This error is harmless, however, because the ALJ also cited medical evidence that is meaningfully inconsistent with Plaintiff's alleged need to recline, specifically the findings from the May 2018 consultative examination where Plaintiff was observed to have normal gait, the ability to toe and heel walk, full strength in all extremities, and negative straight leg raise testing. AR at 1773. The consultative examiner opined that based on these findings, Plaintiff was able to sit, walk, and stand for one hour at a time, each for four hours per workday. See id. at 1494-1505. This medical opinion thereby contradicts Plaintiff's allegations, and that contradiction constitutes a clear and convincing reason to discount Plaintiff's allegations. See Carmickle v. Comm'r of Social Sec. Admin., 533 F.3d 1155, 1161 (9th Cir. 2008) (“Contradiction with the medical record is a sufficient basis for rejecting the claimant's subjective testimony.”).
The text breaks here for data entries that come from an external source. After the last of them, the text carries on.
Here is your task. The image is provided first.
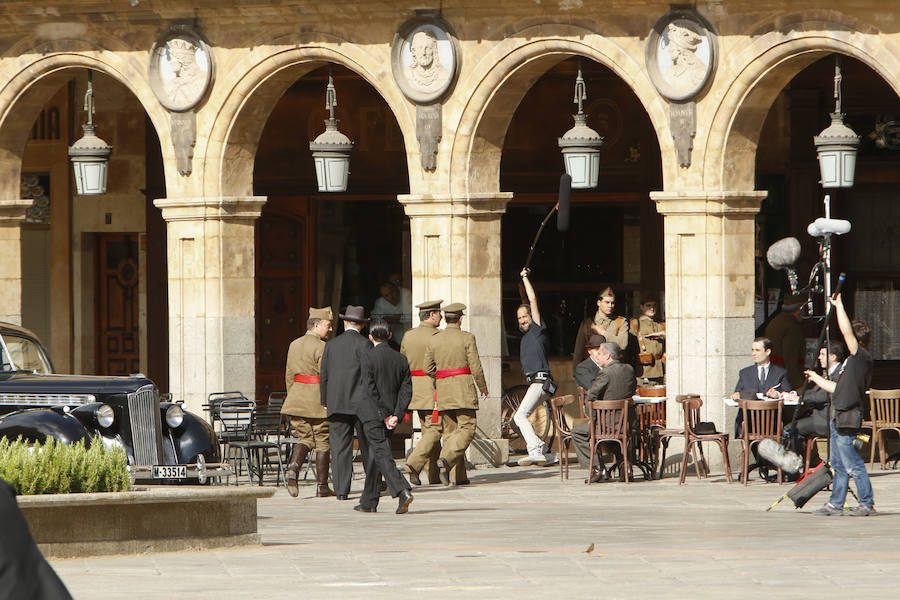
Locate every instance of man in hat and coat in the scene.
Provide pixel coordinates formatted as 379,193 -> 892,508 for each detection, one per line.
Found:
281,306 -> 334,498
319,305 -> 372,500
353,318 -> 413,515
425,302 -> 487,485
400,300 -> 443,485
Although Plaintiff contends that the ALJ cherry-picked these findings “to support his pre-conceived conclusions” (dkt. # 10 at 5), this argument is undercut by the testimony of the medical expert (“ME”), who reviewed the entire record and cited objective medical findings to support his testimony that Plaintiff could perform light work, while acknowledging Plaintiff's preference for reclining. See AR at 73-86 (ME's testimony), 1775-76 (ALJ's discussion of ME testimony).

Because the ALJ cited evidence that contradicts Plaintiff's alleged need to recline for much or all of each day, the ALJ did not err in discounting that allegation.

2. Plaintiff's Need For an Assistive Device

The ALJ found that the record did not corroborate Plaintiff's alleged need for an assistive device until he was prescribed a walker in March 2019, and that any allegation that he used or required a cane before that time was corroborated only by Plaintiff's self-report (which was internally inconsistent) and was contradicted by his normal balance testing, negative straight leg raise testing, and full strength testing in his legs. AR at 1771-72. The ALJ found that, during the entire adjudicated period, Plaintiff did “not need an assistive device to walk.” Id. at 1772.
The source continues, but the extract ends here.